Confuso e em pânico, quero lhe perguntar como ela o abriu, mas não posso, porque não é o momento certo.
Ela bate mais um pouco em meu peito, até que finalmente tomo seu corpo pequeno nos braços e a esmago contra mim.
Minhas mãos estão tremendo. Por que minhas mãos estão
tremendo?
O fundo dos meus olhos dói e arde. Parece que um punho se fechou ao redor de meu coração, limitando o fluxo sanguíneo, e aquele peso em meu estômago tomou conta do peito todo, tirando meu fôlego.
Soluçando, Cassia a princípio tenta me repelir, mas me recuso a soltá-la. Eu a quero aqui, agora mais do que nunca. Porque este é o lugar dela. Suas unhas afundam nos músculos de meu peito. Seus gritos partem meu coração várias vezes. Mas eu a aperto mais, até que ela cede, e seu corpo desaba sobre o meu.
— Eu odeio você! — grita ela, aos poucos perdendo a raiva e rendendo-se apenas à dor. — Eu odeio você...
Fecho os olhos devagar e beijo o cabelo louro e macio como pluma.
Sei que ela não me odeia. Ela me ama. Me ama mais do que jamais amou qualquer um ou qualquer coisa em toda a vida.
Como o destino pode ser tão desalmado e cruel? O que a vida fez comigo na infância já não era suficiente?
Eu a aperto mais.
— Cassia, me desculpa. — Por que você não me pôs de uma
vez na cadeira? — grita ela. — Como foi capaz de fazer isso comigo? — As pontas de seus dedos apertam mais os músculos do meu peito nu. — Destrua meu corpo! Destrua minha alma, Fredrik! Mas não destrua a porra do meu coração!
— Me desculpa...
Só consigo dizer isso. É difícil dizer qualquer outra coisa quando você não entende os próprios sentimentos, as próprias reações; quando se chega à conclusão de que há mais em si mesmo do que se poderia acreditar. Eu me sinto como se tivesse acabado de ter sido apresentado a um homem de aparência exatamente igual à minha, mas tão diferente por dentro que nada mais faz sentido. Estou olhando para meu sósia em um espelho, e tudo o que quero é matar o filho da puta, para poder me sentir normal novamente. Para estar no controle novamente. Para voltar a não gostar dela.

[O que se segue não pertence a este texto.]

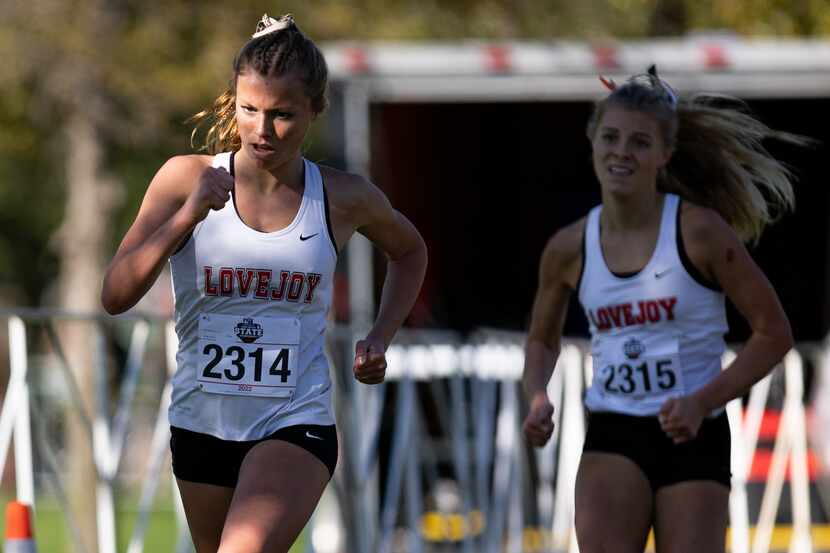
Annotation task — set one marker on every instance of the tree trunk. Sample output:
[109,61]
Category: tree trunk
[82,241]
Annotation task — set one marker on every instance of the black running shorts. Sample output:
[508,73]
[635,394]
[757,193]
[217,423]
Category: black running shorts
[191,449]
[663,462]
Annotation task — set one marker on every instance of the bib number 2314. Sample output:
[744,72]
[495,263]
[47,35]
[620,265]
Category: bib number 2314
[253,356]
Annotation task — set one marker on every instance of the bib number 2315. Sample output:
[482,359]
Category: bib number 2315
[646,377]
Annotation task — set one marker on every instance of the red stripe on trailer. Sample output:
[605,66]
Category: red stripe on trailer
[356,59]
[605,56]
[497,59]
[714,57]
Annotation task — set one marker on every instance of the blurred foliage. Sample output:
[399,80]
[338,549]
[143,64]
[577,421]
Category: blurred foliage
[152,64]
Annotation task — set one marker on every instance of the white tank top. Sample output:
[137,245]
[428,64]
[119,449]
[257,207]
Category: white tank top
[250,312]
[654,335]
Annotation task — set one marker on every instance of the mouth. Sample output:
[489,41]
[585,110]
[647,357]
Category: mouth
[263,148]
[620,170]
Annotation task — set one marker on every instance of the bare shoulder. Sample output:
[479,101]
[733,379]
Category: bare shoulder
[703,225]
[354,201]
[346,191]
[179,174]
[562,257]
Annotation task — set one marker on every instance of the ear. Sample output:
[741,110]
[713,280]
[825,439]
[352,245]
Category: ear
[668,152]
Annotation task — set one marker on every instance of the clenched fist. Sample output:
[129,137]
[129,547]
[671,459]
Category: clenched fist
[212,192]
[538,425]
[369,361]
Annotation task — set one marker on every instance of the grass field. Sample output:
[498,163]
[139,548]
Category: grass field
[52,533]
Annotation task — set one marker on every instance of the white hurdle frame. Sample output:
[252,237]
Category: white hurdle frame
[491,364]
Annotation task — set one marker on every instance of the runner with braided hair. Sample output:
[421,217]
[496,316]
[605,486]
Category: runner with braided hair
[252,233]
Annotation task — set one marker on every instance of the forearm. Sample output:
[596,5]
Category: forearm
[539,363]
[755,360]
[133,272]
[404,277]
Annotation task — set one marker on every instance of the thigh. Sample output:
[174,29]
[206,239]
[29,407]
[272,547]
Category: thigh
[205,506]
[279,486]
[691,516]
[613,504]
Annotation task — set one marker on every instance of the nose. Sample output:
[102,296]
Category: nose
[621,149]
[264,126]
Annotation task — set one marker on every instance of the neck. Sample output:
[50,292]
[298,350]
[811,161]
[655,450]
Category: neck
[632,212]
[288,173]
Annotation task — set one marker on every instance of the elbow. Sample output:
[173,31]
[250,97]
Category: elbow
[785,337]
[110,301]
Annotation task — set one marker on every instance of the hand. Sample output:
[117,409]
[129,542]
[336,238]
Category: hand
[369,361]
[681,417]
[212,192]
[538,425]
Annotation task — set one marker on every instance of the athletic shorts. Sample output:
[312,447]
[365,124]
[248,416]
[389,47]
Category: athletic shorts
[663,462]
[207,459]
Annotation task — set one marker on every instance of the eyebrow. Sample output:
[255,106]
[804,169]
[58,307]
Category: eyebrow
[635,133]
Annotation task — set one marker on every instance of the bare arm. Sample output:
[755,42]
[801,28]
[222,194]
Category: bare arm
[358,205]
[179,196]
[715,248]
[558,273]
[406,253]
[727,260]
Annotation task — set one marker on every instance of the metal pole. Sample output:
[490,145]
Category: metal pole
[800,484]
[102,451]
[22,425]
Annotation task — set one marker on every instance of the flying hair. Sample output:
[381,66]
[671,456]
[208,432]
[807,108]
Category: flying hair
[719,158]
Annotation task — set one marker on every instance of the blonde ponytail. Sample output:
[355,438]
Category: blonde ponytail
[221,134]
[720,162]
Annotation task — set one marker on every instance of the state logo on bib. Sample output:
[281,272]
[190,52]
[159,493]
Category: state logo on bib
[637,367]
[249,356]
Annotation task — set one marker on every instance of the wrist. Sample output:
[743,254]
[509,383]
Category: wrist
[375,336]
[705,403]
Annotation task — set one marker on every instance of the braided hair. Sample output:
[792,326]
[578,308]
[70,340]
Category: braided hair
[277,48]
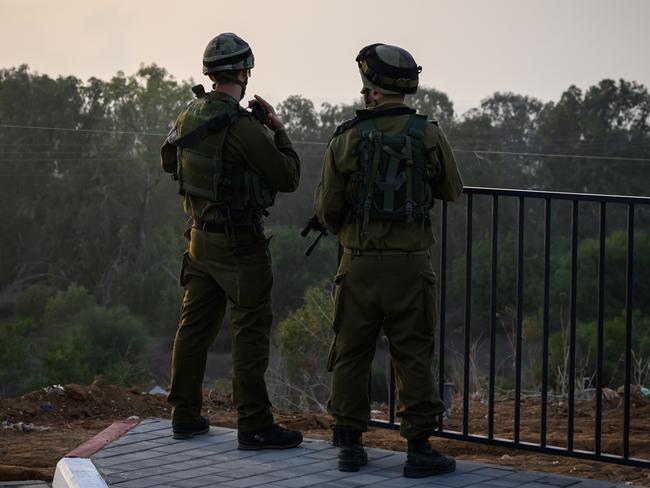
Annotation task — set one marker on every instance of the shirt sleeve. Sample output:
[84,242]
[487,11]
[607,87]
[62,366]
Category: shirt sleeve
[329,201]
[448,185]
[272,157]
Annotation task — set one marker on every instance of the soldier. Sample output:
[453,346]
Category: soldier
[229,165]
[381,173]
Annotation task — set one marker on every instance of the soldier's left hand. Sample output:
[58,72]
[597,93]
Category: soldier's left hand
[273,122]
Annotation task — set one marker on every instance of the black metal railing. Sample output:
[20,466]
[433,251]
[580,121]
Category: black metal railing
[550,200]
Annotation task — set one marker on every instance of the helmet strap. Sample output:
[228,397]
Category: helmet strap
[236,81]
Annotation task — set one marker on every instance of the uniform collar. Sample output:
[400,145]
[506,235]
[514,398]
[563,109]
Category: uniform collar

É tão mais fácil quando a gente não gosta de ninguém...
— Eu não consegui — murmuro nos cabelos dela, falando sobre Gwen.
Sinto suas lágrimas quentes e úmidas em meu peito.
— Eu queria que ela morresse — declara Cassia, entredentes. — Tomara que Seraphina esteja morta quando você a encontrar.
Ela se afasta de mim, e eu finalmente a solto.